Este trabajo generó un artículo (conjunto con un investigador de la Curtin University, Australia y un estudiante de doctorado de la Universidad de Chile):

Título: Optimizing Open Pit Block Scheduling with Exposed Ore Reserve (Abrir aquí).

Autores: José Saavedra-Rosas, Enrique Jélvez, Jorge Amaya y Nelson Morales,

Está sometido en segunda revisión (junio 2015) para publicación en la revista:

SAIMM, Journal of the Southern African Institute of Mining and Metallurgy (ISI).

6.2. Transición de la explotación de cielo abierto a subterráneo

Se ha trabajado en colaboración con una investigadora de la McGill University (Montreal) y una tesista de ingeniería de minas sobre el problema de encontrar la envolvente óptima de un amina a cielo abierto y una mina relacionada subterránea, de manera de evaluar económicamente los beneficios esperados de la decisión de transición. Esto se expresa en dos documentos:

Primera versión de la memoria de ingeniería de Cecilia Julio:

“Transición de explotación desde minería a cielo abierto a subterránea, bajo incertidumbre geológica”, codirigida por los investigadores de este proyecto.

Artículo aceptado para presentación y Proceedings del congreso APCOM 2015. Este evento se realiza regularmente cada dos años y es el más importante del mundo en materia de modelamiento y uso de cálculos computacionales en la industria minera.

Título: Optimal Economic Envelope of Joint Open-Pit and Underground Mines (abrir aquí)

Autores: Cecilia Julio, Jorge Amaya, Amina Lamghari y Nelson Morales.

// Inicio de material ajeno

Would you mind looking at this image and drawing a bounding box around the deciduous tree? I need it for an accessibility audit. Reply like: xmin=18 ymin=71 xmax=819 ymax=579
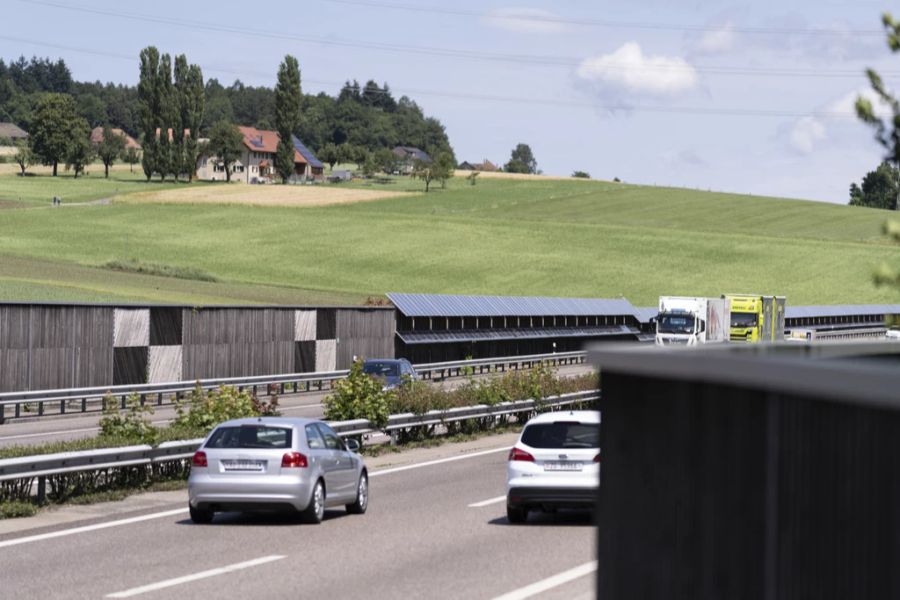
xmin=66 ymin=117 xmax=94 ymax=179
xmin=97 ymin=125 xmax=125 ymax=179
xmin=850 ymin=161 xmax=900 ymax=210
xmin=206 ymin=121 xmax=244 ymax=181
xmin=29 ymin=93 xmax=84 ymax=177
xmin=13 ymin=140 xmax=34 ymax=177
xmin=503 ymin=144 xmax=537 ymax=173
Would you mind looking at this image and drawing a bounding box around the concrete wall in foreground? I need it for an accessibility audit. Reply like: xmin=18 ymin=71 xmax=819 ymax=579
xmin=0 ymin=304 xmax=394 ymax=392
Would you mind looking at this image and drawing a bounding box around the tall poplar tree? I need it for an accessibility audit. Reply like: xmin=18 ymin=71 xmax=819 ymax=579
xmin=275 ymin=54 xmax=302 ymax=183
xmin=156 ymin=54 xmax=174 ymax=181
xmin=138 ymin=46 xmax=161 ymax=181
xmin=181 ymin=65 xmax=206 ymax=181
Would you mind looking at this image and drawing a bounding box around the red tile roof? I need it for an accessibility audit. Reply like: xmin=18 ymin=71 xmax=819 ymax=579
xmin=238 ymin=125 xmax=307 ymax=163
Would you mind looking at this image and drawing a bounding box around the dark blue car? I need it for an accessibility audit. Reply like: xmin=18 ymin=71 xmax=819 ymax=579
xmin=363 ymin=358 xmax=417 ymax=390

 6.3. Diseño de rampas en minería a cielo abierto 

Se ha trabajado en la propuesta de un modelo matemático que permita decidir el diseño de rampas en una mina a cielo abierto. Este es un problema industrial muy relevante y que tiene gran impacto en los costos de acceso y transporte a largo plazo. El documento reportado contiene la primera versión del modelo y durante el año 2015 se extenderá a casos más generales. Las primeras pruebas computacionales muestran la potencia y la aplicabilidad de la idea. El trabajo está en el contexto de la memoria de ingeniero del tesista Emilio Molina.

Título: Modelo Matemático para Diseño de Rampas en Minería a Cielo Abierto (abrir aquí). Autores: Emilio Molina, Jorge Amaya y Nelson Morales.